Analysis of Means: Comparing Each Treatments to the Average

Analysis of means (ANOM) refers to a technique for comparing group means and displaying the comparisons graphically so that you can easily see which ones are different. Means are judged as different if they are significantly different from the overall average, with significance adjusted for multiplicity. The overall average is computed as a weighted mean of the LS-means, the weights being inversely proportional to the variances. If you use the PDIFF=ANOM option in the LSMEANS statement, the procedure will display the p-values (adjusted for multiplicity, by default) for tests of the differences between each LS-mean and the average LS-mean. The ANOM procedure in SAS/QC software displays both tables and graphics for the analysis of means with a variety of response types. For one-way designs, confidence intervals for PDIFF=ANOM comparisons are equivalent to the results of PROC ANOM. The difference is that PROC GLM directly displays the confidence intervals for the differences, while the graphical output of PROC ANOM displays them as decision limits around the overall mean.

If the LS-means being compared are uncorrelated, exact adjusted p-values and critical values for confidence limits can be computed; see Nelson (1982, 1991, 1993) and Guirguis and Tobias (2004). For correlated LS-means, an approach similar to that of Hsu (1992) is employed, using a factor-analytic approximation of the correlation between the LS-means to derive approximate effective sample sizes for which exact critical values are computed. Note that computing the exact adjusted p-values and critical values for unbalanced designs can be computationally intensive. A simulation-based approach, as specified by the ADJUST=SIM option, while nondeterministic, might provide inferences that are accurate enough in much less time. See the section Approximate and Simulation-Based Methods for more details.

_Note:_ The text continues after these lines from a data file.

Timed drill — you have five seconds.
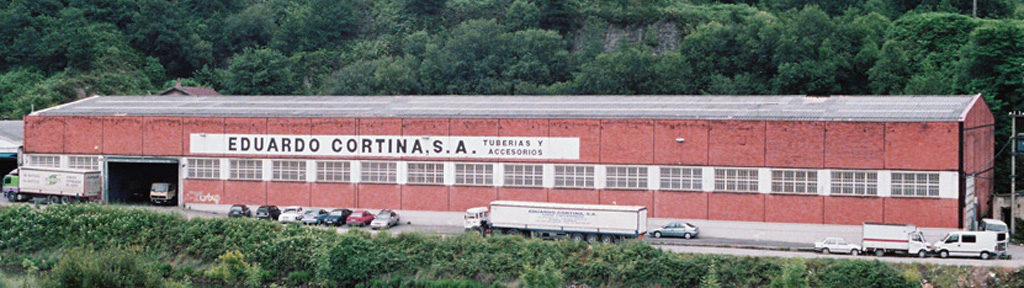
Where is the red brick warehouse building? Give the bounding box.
[21,95,994,228]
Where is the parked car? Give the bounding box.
[346,210,375,227]
[323,208,353,226]
[228,204,252,218]
[649,222,699,239]
[278,206,304,223]
[814,237,861,255]
[256,205,281,221]
[301,208,329,225]
[370,209,400,229]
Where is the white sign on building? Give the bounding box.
[189,133,580,160]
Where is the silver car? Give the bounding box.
[649,222,699,239]
[370,209,400,230]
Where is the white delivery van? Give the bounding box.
[933,231,1003,260]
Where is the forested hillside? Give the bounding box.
[1,0,1023,126]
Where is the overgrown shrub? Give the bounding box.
[43,247,165,288]
[205,250,250,282]
[0,204,1009,287]
[817,260,916,288]
[519,259,563,288]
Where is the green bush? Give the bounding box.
[43,247,165,288]
[817,260,916,288]
[204,250,250,282]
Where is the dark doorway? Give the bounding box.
[0,157,15,176]
[106,160,178,204]
[1003,207,1012,227]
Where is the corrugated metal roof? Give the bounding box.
[0,120,22,153]
[30,95,981,122]
[0,121,23,143]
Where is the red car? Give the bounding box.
[346,210,375,226]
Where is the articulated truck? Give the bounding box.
[465,201,648,243]
[4,167,101,204]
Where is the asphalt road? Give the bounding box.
[4,199,1023,267]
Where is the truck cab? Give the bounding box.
[149,182,177,205]
[464,207,490,231]
[2,169,17,200]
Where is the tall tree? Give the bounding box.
[223,47,298,95]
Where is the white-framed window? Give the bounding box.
[361,161,397,184]
[771,170,818,194]
[504,164,543,187]
[316,161,351,182]
[408,162,444,185]
[188,158,220,179]
[831,171,877,196]
[606,166,647,189]
[272,160,305,181]
[660,167,702,191]
[714,168,758,192]
[891,172,939,197]
[456,163,493,186]
[68,156,100,170]
[29,155,60,168]
[230,159,263,180]
[554,165,595,189]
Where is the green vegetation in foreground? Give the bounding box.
[1,204,1023,287]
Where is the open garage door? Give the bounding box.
[104,157,179,205]
[0,153,15,177]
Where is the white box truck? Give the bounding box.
[862,222,931,257]
[933,231,1003,260]
[10,167,102,204]
[465,201,648,243]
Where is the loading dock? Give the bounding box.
[103,156,180,205]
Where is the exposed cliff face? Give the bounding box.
[601,21,679,54]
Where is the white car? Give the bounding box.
[278,206,304,223]
[814,237,861,255]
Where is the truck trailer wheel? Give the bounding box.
[600,235,615,244]
[508,229,521,236]
[570,233,584,242]
[586,234,599,243]
[874,250,884,257]
[48,196,59,205]
[60,196,70,204]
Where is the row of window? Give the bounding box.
[184,159,940,197]
[26,155,941,197]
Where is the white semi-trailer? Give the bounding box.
[465,201,648,243]
[9,167,102,204]
[862,222,931,257]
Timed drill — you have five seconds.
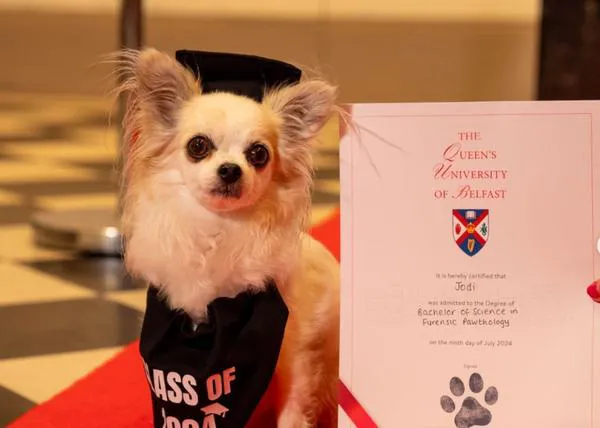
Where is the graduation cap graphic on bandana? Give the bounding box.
[139,50,299,428]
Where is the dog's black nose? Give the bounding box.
[217,163,242,184]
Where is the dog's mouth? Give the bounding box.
[210,184,242,199]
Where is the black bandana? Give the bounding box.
[139,283,288,428]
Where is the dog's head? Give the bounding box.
[118,49,336,223]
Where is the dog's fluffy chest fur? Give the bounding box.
[125,180,302,320]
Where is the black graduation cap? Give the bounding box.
[175,50,302,102]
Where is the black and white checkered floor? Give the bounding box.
[0,92,340,425]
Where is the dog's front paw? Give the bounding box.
[277,406,313,428]
[277,418,312,428]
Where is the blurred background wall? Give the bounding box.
[0,0,541,102]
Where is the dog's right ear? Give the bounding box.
[117,48,199,139]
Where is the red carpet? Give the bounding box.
[9,209,340,428]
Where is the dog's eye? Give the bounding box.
[245,143,270,168]
[186,135,214,161]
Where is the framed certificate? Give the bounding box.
[339,102,600,427]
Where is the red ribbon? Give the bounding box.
[588,282,600,303]
[338,380,378,428]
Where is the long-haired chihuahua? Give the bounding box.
[116,48,340,427]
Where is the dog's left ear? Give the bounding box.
[264,80,337,180]
[264,80,337,145]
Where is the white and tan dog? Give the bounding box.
[116,48,340,428]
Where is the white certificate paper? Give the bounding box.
[339,102,600,428]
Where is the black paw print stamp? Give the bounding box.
[440,373,498,428]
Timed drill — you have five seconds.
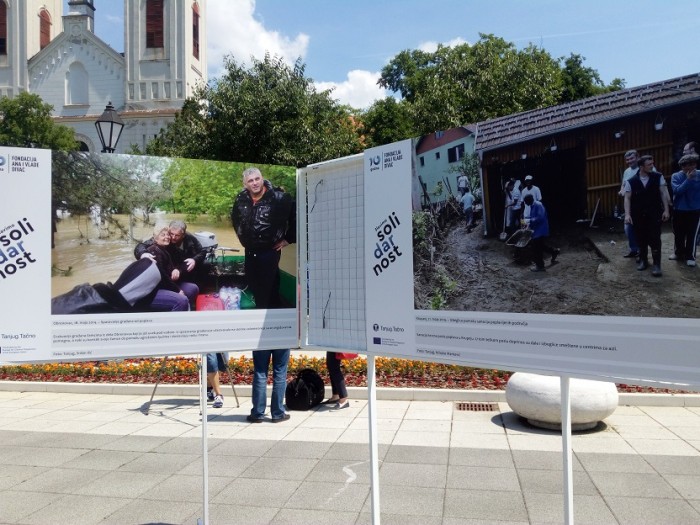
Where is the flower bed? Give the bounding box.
[0,356,691,393]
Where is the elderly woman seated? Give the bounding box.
[143,224,199,311]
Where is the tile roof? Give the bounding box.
[474,72,700,151]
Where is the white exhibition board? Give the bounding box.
[0,147,297,364]
[299,155,366,351]
[303,139,700,389]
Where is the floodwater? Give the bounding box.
[51,212,297,297]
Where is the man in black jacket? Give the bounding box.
[230,166,296,423]
[230,167,296,309]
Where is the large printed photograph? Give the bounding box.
[412,90,700,319]
[51,152,297,316]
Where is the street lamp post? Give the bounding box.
[94,101,124,153]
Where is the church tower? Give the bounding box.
[0,0,207,153]
[124,0,207,110]
[0,0,63,97]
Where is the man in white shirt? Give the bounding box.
[460,187,475,231]
[521,175,542,223]
[618,150,640,258]
[624,155,670,277]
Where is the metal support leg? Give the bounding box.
[143,355,170,415]
[229,373,240,408]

Approximate and Simulation-Based Methods

Tukey’s, Dunnett’s, and Nelson’s tests are all based on the same general quantile calculation:

$\displaystyle  q^ t(\alpha ,\nu ,R)  $
$\displaystyle  =  $
$\displaystyle  \{ q \ni P(\max (|t_1|,\ldots ,|t_ n|)>q)=\alpha \}   $

where the $t_ i$ have a joint multivariate t distribution with $\nu $ degrees of freedom and correlation matrix R. In general, evaluating $q^ t(\alpha ,\nu ,R)$ requires repeated numerical calculation of an $(n+1)$-fold integral. This is usually intractable, but the problem reduces to a feasible 2-fold integral when R has a certain symmetry in the case of Tukey’s test, and a factor analytic structure (Hsu; 1992) in the case of Dunnett’s and Nelson’s tests. The R matrix has the required symmetry for exact computation of Tukey’s test in the following two cases:

  • The $t_ i$s are studentized differences between $k(k-1)/2$ pairs of k uncorrelated means with equal variances—that is, equal sample sizes.

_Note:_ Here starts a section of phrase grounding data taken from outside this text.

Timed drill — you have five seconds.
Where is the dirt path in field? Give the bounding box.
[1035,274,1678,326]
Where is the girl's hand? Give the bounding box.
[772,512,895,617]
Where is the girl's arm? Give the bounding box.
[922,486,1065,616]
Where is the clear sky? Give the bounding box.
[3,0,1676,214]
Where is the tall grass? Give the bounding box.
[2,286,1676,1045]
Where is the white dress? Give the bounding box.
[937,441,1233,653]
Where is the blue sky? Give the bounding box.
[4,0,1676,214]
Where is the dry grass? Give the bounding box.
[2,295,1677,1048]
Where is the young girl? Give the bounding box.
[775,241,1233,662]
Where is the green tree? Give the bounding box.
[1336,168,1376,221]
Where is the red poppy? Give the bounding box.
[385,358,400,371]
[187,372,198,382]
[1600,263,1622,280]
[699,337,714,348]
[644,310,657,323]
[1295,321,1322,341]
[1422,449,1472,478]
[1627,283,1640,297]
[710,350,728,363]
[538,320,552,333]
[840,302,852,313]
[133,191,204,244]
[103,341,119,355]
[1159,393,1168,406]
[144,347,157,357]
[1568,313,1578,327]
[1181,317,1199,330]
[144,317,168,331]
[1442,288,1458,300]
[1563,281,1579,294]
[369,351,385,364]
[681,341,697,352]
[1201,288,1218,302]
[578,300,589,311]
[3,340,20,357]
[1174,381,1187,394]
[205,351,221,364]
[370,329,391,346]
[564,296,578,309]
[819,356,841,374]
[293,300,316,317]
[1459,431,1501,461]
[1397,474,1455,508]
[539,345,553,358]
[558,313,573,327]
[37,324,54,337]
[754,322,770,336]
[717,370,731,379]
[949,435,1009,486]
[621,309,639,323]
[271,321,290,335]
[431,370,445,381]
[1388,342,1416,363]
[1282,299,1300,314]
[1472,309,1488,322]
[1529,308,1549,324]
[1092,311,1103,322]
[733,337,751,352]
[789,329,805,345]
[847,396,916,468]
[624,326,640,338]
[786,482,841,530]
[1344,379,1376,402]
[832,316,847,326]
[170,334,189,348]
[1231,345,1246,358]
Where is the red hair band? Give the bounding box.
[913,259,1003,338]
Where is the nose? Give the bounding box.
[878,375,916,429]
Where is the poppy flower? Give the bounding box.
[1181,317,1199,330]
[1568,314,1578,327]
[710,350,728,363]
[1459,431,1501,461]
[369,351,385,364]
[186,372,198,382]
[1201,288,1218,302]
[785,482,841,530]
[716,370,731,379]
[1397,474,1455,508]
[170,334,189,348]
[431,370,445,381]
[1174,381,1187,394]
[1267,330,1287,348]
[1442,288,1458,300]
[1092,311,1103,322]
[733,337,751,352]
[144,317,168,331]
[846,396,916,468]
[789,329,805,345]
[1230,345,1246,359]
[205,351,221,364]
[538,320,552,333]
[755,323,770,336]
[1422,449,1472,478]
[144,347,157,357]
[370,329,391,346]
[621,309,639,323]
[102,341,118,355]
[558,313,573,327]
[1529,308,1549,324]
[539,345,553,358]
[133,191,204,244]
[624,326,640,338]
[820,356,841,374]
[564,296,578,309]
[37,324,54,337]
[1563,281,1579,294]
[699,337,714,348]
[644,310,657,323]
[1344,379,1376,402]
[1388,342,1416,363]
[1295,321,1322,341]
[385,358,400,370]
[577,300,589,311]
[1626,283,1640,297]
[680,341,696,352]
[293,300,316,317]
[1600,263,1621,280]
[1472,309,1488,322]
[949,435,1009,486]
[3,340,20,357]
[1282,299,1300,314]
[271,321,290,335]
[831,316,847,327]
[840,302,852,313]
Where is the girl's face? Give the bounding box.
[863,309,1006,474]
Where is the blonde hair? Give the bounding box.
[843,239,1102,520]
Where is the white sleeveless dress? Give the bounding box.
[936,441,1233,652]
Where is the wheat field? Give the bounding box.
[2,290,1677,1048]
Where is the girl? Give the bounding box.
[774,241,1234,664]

  • The $t_ i$s are studentized differences between $k(k-1)/2$ pairs of k LS-means from a variance-balanced design (for example, a balanced incomplete block design).

See Hsu (1992, 1996) for more information. The R matrix has the factor analytic structure for exact computation of Dunnett’s and Nelson’s tests in the following two cases:

  • if the $t_ i$s are studentized differences between k – 1 means and a control mean, all uncorrelated. (Dunnett’s one-sided methods depend on a similar probability calculation, without the absolute values.) Note that it is not required that the variances of the means (that is, the sample sizes) be equal.

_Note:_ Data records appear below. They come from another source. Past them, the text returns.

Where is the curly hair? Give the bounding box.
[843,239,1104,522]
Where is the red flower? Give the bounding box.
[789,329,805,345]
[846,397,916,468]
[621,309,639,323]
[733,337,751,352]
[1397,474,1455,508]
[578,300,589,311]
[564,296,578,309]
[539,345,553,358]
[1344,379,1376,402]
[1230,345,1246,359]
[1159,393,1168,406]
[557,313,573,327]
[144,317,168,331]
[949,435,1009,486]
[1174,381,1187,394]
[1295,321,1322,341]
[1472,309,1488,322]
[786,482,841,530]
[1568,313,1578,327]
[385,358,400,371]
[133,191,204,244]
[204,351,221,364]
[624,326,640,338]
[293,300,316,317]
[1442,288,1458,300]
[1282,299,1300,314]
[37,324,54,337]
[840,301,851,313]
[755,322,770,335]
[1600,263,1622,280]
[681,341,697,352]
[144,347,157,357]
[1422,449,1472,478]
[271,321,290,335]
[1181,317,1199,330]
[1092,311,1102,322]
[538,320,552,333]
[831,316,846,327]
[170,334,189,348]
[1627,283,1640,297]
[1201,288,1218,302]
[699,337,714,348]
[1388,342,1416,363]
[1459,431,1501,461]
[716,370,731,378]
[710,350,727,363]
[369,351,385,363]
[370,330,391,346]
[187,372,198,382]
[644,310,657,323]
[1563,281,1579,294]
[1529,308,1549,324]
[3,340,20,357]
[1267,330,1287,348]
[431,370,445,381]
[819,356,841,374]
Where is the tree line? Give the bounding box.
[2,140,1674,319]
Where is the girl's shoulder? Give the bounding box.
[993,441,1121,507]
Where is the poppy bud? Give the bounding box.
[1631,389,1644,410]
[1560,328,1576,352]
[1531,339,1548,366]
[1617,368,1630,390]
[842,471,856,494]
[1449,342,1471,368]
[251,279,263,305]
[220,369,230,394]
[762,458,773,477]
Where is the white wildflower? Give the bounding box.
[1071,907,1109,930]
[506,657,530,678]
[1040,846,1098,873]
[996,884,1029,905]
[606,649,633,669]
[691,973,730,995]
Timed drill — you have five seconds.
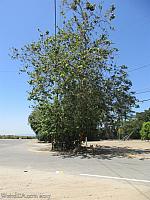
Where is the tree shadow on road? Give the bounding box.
[52,145,150,160]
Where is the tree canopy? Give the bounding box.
[121,108,150,140]
[12,0,136,150]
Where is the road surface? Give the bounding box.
[0,139,150,180]
[0,139,150,200]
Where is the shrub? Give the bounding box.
[140,122,150,140]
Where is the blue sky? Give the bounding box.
[0,0,150,135]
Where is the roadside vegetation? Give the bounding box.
[121,108,150,140]
[12,0,139,150]
[0,135,35,139]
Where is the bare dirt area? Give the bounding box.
[28,139,150,160]
[86,140,150,160]
[28,139,52,153]
[88,140,150,150]
[0,166,150,200]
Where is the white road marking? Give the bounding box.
[56,171,64,174]
[80,174,150,183]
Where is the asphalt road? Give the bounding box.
[0,139,150,184]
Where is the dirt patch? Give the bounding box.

  • if the $t_ i$s are studentized differences between k – 1 LS-means and a control LS-mean from either a variance-balanced design, or a design in which the other factors are orthogonal to the treatment factor (for example, a randomized block design with proportional cell frequencies)

However, other important situations that do not result in a correlation matrix R that has the structure for exact computation are the following:

  • all pairwise differences with unequal sample sizes

  • differences between LS-means in many unbalanced designs

In these situations, exact calculation of $q^ t(\alpha ,\nu ,R)$ is intractable in general. Most of the preceding methods can be viewed as using various approximations for $q^ t(\alpha ,\nu ,R)$. When the sample sizes are unequal, the Tukey-Kramer test is equivalent to another approximation. For comparisons with a control when the correlation R does not have a factor analytic structure, Hsu (1992) suggests approximating R with a matrix $R^*$ that does have such a structure and correspondingly approximating $q^ t(\alpha ,\nu ,R)$ with $q^ t(\alpha ,\nu ,R^*)$. When you request Dunnett’s or Nelson’s test for LS-means (the PDIFF=CONTROL and ADJUST=DUNNETT options or the PDIFF=ANOM and ADJUST=NELSON options, respectively), the GLM procedure automatically uses Hsu’s approximation when appropriate.

Finally, Edwards and Berry (1987) suggest calculating $q^ t(\alpha ,\nu ,R)$ by simulation. Multivariate t vectors are sampled from a distribution with the appropriate $\nu $ and R parameters, and Edwards and Berry (1987) suggest estimating $q^ t(\alpha ,\nu ,R)$ by $\hat{q}$, the $\alpha $ percentile of the observed values of $\max (|t_1|,\ldots ,|t_ n|)$. Sufficient samples are generated for the true $P(\max (|t_1|,\ldots ,|t_ n|)>\hat{q})$ to be within a certain accuracy radius $\gamma $ of $\alpha $ with accuracy confidence $100(1-\epsilon )$. You can approximate $q^ t(\alpha ,\nu ,R)$ by simulation for comparisons between LS-means by specifying ADJUST=SIM (with any PDIFF= type). By default, $\gamma =0.005$ and $\epsilon =0.01$, so that the tail area of $\hat{q}$ is within 0.005 of $\alpha $ with 99% confidence. You can use the ACC= and EPS= options with ADJUST=SIM to reset $\gamma $ and $\epsilon $, or you can use the NSAMP= option to set the sample size directly. You can also control the random number sequence with the SEED= option.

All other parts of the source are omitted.